Energy in Yemen describes energy and electricity production, consumption and import in Yemen. Yemen is net energy exporter.

Primary energy use in Yemen was 87 TWh and 4 TWh/million people in 2008 and 88 TWh (4 TWh/M) in 2009.

== Overview ==

According to the World Bank, Yemen has the lowest level of electricity connection in the Middle East, with only 40% of the population having access to electricity. Rural areas are particularly badly affected. Industrial concerns, hospitals and hotels have their own back-up generators. To address these shortages, a 340-MW gas-fired power plant is under construction-and close to completion-at Marib. Further expansion to the facility, which will add an additional 400 MW of output, is planned. Yemen has received considerable support for the development of its power generation network in recent years, with contributions coming from Saudi Arabia, France, the US, as well as multilateral donors such as the World Bank.
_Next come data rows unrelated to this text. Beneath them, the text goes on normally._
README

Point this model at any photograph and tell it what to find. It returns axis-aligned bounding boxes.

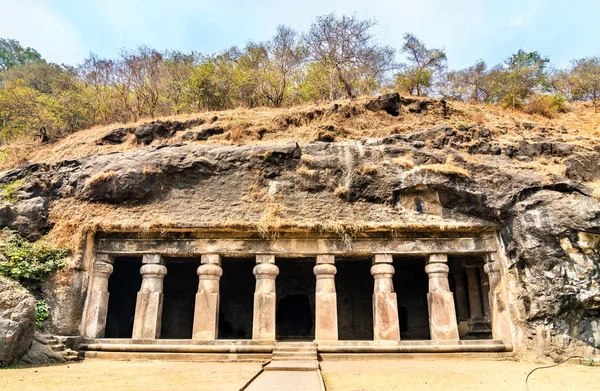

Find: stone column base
[427,291,459,341]
[373,292,400,341]
[192,292,220,340]
[83,291,110,338]
[315,293,338,341]
[132,292,163,339]
[252,293,276,340]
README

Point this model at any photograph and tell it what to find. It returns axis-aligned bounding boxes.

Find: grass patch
[0,179,23,202]
[85,170,117,186]
[0,229,69,281]
[412,156,471,178]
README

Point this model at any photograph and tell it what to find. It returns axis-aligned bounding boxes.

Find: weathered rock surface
[17,335,66,365]
[0,276,35,367]
[0,102,600,360]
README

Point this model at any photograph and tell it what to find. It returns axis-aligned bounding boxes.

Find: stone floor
[0,359,260,391]
[321,358,600,391]
[0,358,600,391]
[247,371,321,391]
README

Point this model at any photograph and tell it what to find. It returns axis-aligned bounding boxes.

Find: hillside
[0,94,600,357]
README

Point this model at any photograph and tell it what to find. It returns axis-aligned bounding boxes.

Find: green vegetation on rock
[0,179,23,202]
[0,230,69,281]
[35,299,50,329]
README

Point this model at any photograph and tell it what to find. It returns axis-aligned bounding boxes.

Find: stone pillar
[465,265,483,321]
[371,254,400,341]
[192,254,223,340]
[479,264,490,322]
[313,255,338,341]
[483,253,512,344]
[452,268,469,320]
[132,254,167,339]
[252,255,279,340]
[425,254,459,341]
[83,254,114,338]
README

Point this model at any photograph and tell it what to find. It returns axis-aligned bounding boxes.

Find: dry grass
[514,157,566,180]
[333,184,348,199]
[354,163,377,176]
[0,97,600,174]
[296,166,319,179]
[85,170,117,186]
[410,156,471,178]
[586,179,600,200]
[391,156,415,170]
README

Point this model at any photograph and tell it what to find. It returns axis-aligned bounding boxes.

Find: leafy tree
[0,230,69,281]
[304,14,394,99]
[0,38,42,71]
[498,49,550,108]
[569,57,600,112]
[261,25,307,107]
[439,60,491,103]
[396,33,447,96]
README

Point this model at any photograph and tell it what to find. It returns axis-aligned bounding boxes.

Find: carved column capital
[196,263,223,281]
[313,263,337,280]
[252,263,279,280]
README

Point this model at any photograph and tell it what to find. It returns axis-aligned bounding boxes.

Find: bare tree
[396,33,446,96]
[304,14,394,99]
[121,46,163,118]
[262,25,306,107]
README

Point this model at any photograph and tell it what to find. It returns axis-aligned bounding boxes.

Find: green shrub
[523,94,567,118]
[0,179,23,202]
[35,299,50,329]
[0,230,69,281]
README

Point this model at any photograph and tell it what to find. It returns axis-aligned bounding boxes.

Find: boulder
[365,92,400,116]
[563,152,600,182]
[16,335,66,365]
[0,276,35,367]
[96,128,133,145]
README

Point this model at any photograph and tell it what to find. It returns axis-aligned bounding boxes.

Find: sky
[0,0,600,69]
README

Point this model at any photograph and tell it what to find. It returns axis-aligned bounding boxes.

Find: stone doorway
[335,257,373,341]
[392,257,430,340]
[275,258,316,341]
[218,257,256,339]
[448,256,492,340]
[104,257,142,338]
[160,258,200,339]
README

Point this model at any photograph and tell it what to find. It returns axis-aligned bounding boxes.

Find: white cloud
[508,15,526,27]
[0,0,88,65]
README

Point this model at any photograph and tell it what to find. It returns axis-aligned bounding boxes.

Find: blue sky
[0,0,600,68]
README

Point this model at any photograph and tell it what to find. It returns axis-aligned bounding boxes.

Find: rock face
[0,94,600,362]
[0,276,35,367]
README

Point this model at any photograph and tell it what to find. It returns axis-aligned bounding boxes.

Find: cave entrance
[218,257,256,339]
[275,258,316,341]
[104,257,142,338]
[448,256,492,340]
[335,257,374,341]
[160,257,200,339]
[393,256,430,340]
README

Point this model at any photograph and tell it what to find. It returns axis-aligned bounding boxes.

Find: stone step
[48,344,65,352]
[275,341,317,347]
[81,351,271,363]
[273,350,317,357]
[264,361,319,371]
[273,346,317,352]
[271,357,317,363]
[273,353,317,360]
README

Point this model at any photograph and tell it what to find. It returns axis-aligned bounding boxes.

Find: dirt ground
[321,359,600,391]
[0,359,600,391]
[0,359,260,391]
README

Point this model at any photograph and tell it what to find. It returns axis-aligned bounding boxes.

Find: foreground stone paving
[321,356,600,391]
[0,356,600,391]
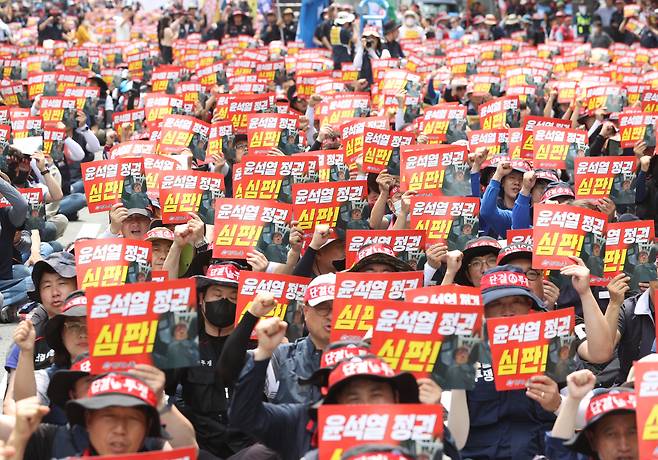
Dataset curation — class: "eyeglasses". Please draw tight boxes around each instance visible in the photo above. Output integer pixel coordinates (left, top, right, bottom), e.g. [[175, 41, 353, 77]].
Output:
[[525, 268, 541, 281], [64, 321, 87, 335], [468, 256, 496, 270]]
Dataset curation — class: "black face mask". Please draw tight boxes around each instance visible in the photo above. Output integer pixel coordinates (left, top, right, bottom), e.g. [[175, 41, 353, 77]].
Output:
[[204, 299, 236, 329], [331, 259, 345, 272]]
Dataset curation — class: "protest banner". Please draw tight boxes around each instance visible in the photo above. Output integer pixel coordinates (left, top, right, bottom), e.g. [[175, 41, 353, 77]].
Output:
[[234, 274, 310, 341], [603, 220, 656, 292], [247, 113, 301, 155], [370, 301, 483, 382], [398, 145, 471, 196], [75, 238, 153, 290], [619, 111, 658, 149], [86, 278, 199, 374], [487, 308, 576, 391], [532, 126, 589, 170], [159, 170, 224, 225], [318, 402, 443, 460], [410, 196, 480, 251], [363, 126, 414, 175], [521, 116, 571, 161], [212, 198, 292, 259], [233, 154, 317, 203], [81, 157, 148, 213], [632, 361, 658, 460], [345, 230, 425, 267], [574, 156, 637, 208], [292, 180, 370, 236], [532, 204, 608, 270], [331, 272, 423, 342]]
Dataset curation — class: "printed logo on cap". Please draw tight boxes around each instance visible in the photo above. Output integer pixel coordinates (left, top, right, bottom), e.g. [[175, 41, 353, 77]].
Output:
[[87, 374, 157, 407]]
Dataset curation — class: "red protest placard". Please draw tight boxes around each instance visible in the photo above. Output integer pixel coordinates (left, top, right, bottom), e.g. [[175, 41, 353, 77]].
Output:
[[212, 198, 292, 259], [86, 278, 199, 374], [574, 157, 637, 204], [619, 112, 658, 149], [235, 270, 311, 339], [521, 116, 571, 161], [478, 96, 519, 130], [632, 361, 658, 460], [487, 307, 575, 391], [233, 154, 317, 203], [247, 113, 301, 155], [292, 180, 370, 233], [345, 230, 425, 267], [318, 402, 443, 460], [532, 127, 588, 169], [532, 204, 608, 270], [370, 301, 483, 380], [160, 171, 224, 225], [400, 145, 471, 196], [410, 196, 480, 250], [340, 117, 388, 169], [68, 447, 197, 460], [404, 284, 483, 307], [75, 238, 152, 290], [363, 127, 414, 174], [81, 157, 146, 213], [331, 272, 423, 342], [603, 220, 656, 290]]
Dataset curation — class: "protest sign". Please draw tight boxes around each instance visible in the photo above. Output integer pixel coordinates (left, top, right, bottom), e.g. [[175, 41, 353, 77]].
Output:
[[212, 198, 292, 259], [410, 196, 480, 250], [234, 270, 310, 340], [75, 238, 153, 290], [331, 272, 423, 342], [532, 204, 607, 270], [345, 230, 425, 267], [159, 171, 224, 225], [487, 307, 576, 391], [81, 157, 149, 213], [318, 404, 443, 460], [86, 278, 199, 374], [292, 181, 370, 236]]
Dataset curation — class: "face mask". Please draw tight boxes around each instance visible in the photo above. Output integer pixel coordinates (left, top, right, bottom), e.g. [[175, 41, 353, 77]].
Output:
[[204, 299, 235, 328], [393, 200, 402, 216], [331, 259, 345, 272]]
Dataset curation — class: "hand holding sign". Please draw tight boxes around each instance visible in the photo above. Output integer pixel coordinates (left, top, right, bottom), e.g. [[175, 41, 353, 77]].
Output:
[[567, 369, 596, 401], [254, 316, 288, 361], [14, 319, 37, 353]]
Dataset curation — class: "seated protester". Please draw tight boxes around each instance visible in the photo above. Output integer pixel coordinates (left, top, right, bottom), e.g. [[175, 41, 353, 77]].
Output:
[[3, 252, 77, 414], [14, 291, 89, 425], [512, 169, 559, 230], [217, 273, 336, 404], [0, 172, 29, 306], [498, 243, 560, 310], [461, 258, 612, 459], [144, 227, 175, 270], [99, 203, 153, 240], [438, 236, 500, 287], [480, 156, 529, 238], [8, 372, 196, 460], [229, 326, 452, 460], [544, 369, 640, 460], [7, 146, 68, 241], [167, 262, 262, 458]]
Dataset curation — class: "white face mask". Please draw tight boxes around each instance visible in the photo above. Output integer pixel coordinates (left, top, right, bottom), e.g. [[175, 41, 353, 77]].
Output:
[[393, 200, 402, 216]]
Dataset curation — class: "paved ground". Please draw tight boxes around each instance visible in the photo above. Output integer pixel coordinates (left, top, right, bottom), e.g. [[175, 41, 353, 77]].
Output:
[[0, 208, 108, 407]]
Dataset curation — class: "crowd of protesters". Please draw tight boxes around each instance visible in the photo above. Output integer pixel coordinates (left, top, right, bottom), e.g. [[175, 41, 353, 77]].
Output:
[[0, 0, 658, 460]]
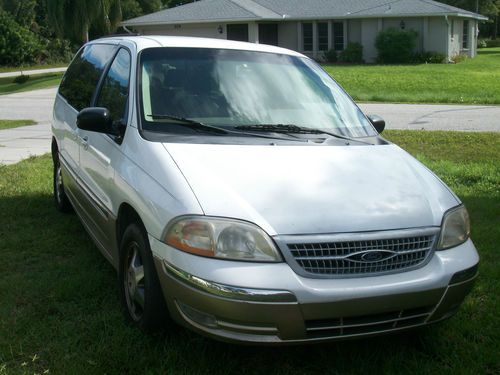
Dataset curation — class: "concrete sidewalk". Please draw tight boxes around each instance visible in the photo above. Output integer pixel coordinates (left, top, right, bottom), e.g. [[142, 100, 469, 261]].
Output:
[[0, 123, 52, 164], [0, 67, 67, 78]]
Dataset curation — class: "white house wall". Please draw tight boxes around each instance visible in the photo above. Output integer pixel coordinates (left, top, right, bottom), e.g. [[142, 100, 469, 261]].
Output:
[[278, 22, 299, 51], [382, 17, 424, 51], [424, 17, 448, 55], [137, 17, 477, 63]]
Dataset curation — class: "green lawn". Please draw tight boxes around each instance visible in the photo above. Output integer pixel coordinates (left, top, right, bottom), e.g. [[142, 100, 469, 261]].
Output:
[[0, 120, 36, 130], [0, 62, 69, 73], [324, 48, 500, 104], [0, 73, 63, 95], [0, 131, 500, 375]]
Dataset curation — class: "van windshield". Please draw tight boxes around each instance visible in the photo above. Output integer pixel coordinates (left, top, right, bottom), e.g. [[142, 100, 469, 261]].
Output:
[[139, 47, 377, 137]]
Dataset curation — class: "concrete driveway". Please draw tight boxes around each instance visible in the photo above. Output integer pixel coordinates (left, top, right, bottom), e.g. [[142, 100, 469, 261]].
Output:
[[0, 88, 500, 164], [0, 88, 57, 164]]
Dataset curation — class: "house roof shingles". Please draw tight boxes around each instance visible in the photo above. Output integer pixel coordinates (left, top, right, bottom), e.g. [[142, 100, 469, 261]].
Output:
[[122, 0, 487, 26]]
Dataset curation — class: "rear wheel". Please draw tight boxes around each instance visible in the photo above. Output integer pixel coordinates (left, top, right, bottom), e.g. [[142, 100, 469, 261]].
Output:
[[119, 223, 169, 333], [53, 156, 73, 213]]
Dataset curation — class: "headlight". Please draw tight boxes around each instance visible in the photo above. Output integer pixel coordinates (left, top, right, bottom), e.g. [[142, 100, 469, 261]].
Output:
[[164, 217, 282, 262], [437, 206, 470, 250]]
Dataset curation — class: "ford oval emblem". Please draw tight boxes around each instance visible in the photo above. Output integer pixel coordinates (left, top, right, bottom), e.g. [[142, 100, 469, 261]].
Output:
[[361, 251, 391, 262], [347, 250, 398, 263]]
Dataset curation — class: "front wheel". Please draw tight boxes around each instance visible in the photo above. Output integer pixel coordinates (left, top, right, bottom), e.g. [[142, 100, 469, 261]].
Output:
[[119, 223, 169, 333]]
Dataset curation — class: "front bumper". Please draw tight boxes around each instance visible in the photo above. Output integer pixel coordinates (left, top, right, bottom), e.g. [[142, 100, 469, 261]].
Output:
[[150, 238, 479, 344]]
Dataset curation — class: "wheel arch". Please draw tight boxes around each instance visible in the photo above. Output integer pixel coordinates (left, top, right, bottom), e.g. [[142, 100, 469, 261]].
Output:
[[116, 202, 147, 248], [50, 136, 59, 163]]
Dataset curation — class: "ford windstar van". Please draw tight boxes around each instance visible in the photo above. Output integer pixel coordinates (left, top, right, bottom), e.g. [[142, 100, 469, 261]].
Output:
[[52, 36, 479, 344]]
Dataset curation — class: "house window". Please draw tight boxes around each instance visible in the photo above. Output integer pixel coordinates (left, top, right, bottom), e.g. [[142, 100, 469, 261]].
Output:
[[318, 22, 328, 51], [462, 21, 469, 49], [302, 23, 313, 51], [333, 22, 344, 51]]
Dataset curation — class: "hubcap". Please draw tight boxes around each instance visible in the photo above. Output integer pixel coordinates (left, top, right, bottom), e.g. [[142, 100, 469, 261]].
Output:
[[124, 241, 144, 321]]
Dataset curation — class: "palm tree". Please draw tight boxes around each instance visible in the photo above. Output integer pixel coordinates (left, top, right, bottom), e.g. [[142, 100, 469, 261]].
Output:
[[47, 0, 121, 42]]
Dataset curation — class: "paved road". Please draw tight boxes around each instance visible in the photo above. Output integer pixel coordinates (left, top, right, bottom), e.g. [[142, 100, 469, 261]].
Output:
[[0, 67, 67, 78], [0, 88, 500, 164], [360, 104, 500, 132]]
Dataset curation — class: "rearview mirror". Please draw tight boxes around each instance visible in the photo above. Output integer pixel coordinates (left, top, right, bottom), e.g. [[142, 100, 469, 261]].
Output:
[[76, 107, 120, 136], [368, 115, 385, 134]]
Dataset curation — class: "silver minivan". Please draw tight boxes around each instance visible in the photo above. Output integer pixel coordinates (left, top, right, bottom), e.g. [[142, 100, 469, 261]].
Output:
[[52, 36, 479, 344]]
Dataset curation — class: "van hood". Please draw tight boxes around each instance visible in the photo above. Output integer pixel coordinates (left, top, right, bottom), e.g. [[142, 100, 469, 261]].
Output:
[[164, 143, 459, 235]]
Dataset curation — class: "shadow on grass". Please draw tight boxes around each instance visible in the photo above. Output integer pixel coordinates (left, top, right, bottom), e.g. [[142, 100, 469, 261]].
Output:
[[0, 194, 498, 374]]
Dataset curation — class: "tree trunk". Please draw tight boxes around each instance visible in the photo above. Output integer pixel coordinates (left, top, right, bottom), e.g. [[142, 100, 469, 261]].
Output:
[[492, 14, 498, 39], [83, 25, 89, 43]]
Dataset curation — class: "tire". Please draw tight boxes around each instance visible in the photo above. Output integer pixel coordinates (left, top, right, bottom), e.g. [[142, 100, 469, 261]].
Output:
[[118, 223, 170, 333], [53, 156, 73, 213]]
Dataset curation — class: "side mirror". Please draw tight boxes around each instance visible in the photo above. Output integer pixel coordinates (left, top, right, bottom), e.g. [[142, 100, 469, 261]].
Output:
[[76, 107, 120, 136], [368, 115, 385, 134]]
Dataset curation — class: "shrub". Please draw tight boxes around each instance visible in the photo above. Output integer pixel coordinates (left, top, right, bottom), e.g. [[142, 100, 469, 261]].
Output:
[[477, 39, 488, 48], [325, 49, 338, 63], [12, 74, 30, 85], [486, 39, 500, 48], [339, 43, 363, 64], [413, 52, 446, 64], [375, 28, 418, 64], [0, 10, 43, 66], [451, 54, 469, 64]]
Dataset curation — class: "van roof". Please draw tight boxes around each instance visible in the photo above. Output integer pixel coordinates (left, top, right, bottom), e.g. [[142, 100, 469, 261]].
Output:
[[90, 35, 303, 57]]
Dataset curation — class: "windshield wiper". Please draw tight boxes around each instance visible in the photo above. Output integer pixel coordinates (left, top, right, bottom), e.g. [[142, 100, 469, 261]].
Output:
[[147, 115, 228, 134], [235, 124, 371, 145], [146, 114, 307, 142]]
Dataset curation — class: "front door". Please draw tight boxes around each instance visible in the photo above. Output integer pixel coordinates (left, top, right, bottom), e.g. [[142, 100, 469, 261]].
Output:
[[259, 23, 278, 46], [80, 48, 131, 264]]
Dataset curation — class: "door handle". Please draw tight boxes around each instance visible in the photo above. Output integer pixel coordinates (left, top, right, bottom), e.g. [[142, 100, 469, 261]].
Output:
[[80, 136, 89, 150]]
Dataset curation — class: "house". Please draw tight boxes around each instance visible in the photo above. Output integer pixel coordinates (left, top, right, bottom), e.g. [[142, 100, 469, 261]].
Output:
[[122, 0, 488, 62]]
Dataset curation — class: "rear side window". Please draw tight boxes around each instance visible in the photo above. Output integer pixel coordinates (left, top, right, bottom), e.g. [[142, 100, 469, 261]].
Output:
[[96, 48, 130, 124], [59, 44, 116, 111]]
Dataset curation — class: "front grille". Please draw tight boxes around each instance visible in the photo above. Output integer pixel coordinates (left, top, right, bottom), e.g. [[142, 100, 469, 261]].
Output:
[[305, 306, 434, 338], [287, 235, 436, 276]]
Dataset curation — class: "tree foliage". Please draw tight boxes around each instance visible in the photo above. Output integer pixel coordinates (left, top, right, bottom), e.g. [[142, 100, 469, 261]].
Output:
[[0, 10, 43, 66], [47, 0, 122, 42], [440, 0, 500, 39]]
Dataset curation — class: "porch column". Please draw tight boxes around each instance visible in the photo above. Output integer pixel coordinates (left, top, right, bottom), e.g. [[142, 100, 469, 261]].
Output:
[[328, 20, 333, 51], [313, 21, 318, 58], [248, 22, 259, 44], [422, 17, 429, 52], [297, 21, 304, 52]]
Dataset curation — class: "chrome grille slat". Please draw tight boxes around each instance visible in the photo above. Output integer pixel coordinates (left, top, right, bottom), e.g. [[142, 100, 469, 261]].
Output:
[[287, 234, 436, 276], [306, 313, 429, 332]]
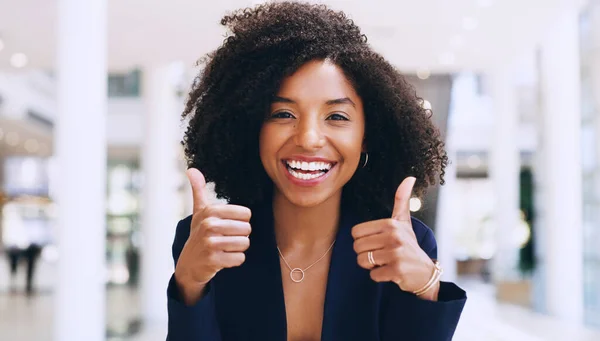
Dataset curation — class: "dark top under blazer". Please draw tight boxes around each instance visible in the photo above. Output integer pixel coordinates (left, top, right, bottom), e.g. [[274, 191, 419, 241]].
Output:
[[167, 205, 467, 341]]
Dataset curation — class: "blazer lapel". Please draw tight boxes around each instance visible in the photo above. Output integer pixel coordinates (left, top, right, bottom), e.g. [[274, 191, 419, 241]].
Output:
[[321, 210, 381, 341]]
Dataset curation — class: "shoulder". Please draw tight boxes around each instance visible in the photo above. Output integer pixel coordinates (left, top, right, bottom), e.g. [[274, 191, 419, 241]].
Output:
[[410, 217, 437, 259]]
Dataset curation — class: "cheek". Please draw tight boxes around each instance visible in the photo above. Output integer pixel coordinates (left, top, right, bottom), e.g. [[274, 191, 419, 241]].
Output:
[[258, 124, 285, 168]]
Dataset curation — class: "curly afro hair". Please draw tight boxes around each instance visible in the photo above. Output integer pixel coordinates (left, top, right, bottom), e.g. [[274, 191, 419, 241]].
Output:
[[182, 2, 448, 219]]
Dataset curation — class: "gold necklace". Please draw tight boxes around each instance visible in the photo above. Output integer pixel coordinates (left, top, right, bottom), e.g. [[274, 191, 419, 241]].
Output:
[[277, 240, 335, 283]]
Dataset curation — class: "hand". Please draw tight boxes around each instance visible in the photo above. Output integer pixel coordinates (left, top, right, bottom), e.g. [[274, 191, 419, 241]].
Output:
[[175, 168, 252, 298], [352, 177, 439, 299]]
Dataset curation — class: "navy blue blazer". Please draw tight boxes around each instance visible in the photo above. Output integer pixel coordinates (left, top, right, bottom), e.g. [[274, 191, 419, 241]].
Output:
[[167, 205, 467, 341]]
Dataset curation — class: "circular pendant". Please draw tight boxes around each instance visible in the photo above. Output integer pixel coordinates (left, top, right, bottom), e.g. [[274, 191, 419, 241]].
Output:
[[290, 268, 304, 283]]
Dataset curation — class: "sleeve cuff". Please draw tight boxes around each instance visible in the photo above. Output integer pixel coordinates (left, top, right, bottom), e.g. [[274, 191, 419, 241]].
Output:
[[383, 282, 467, 341]]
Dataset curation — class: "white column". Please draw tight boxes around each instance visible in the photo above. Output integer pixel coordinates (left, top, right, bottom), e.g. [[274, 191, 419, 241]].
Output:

Consequently, a National Rural Electrification Program is now in place and the construction of three substations, along with the necessary transmission lines, is under way. Yemen is also looking into the development of wind power, although plans for the construction of a nuclear power generating facility have been shelved. Electrical production was 5.665 billion kWh (2007 estimate). Electrical consumption was about 4.133 billion kWh.

Energy in Yemen
|  | Capita | Prim. energy | Production | Export | Electricity | CO_{2}-emission |
|  | Million | TWh | TWh | TWh | TWh | Mt |
| 2004 | 20.33 | 74 | 240 | 153 | 3.36 | 17.26 |
| 2007 | 22.38 | 84 | 192 | 102 | 4.50 | 20.55 |
| 2008 | 23.05 | 87 | 177 | 92 | 5.04 | 21.93 |
| 2009 | 23.58 | 88 | 177 | 93 | 5.11 | 22.18 |
| 2010 | 24.05 | 83 | 230 | 139 | 5.98 | 21.65 |
| 2012R | 23.85 | 80.5 | 176 | 94 | 4.23 | 19.97 |
| 2013 | 24.41 | 96.2 | 212 | 114 | 6.31 | 23.92 |
| Change 2004-10 | 18.3% | 12.6% | -4.1% | -9.1% | 78.0% | 25.4% |
Mtoe = 11.63 TWh, Prim. energy includes energy losses. 2012R = CO2 calculation criteria changed, numbers updated

Yemen population increased 16.0% in five years 2004–2009. According to OECD/World Bank population growth in Yemen was from 20 million to 24 million in 6 years (2004–2010).

==Business==
Yemen LNG (YLNG) is the first Liquefied natural gas (LNG) project in Yemen.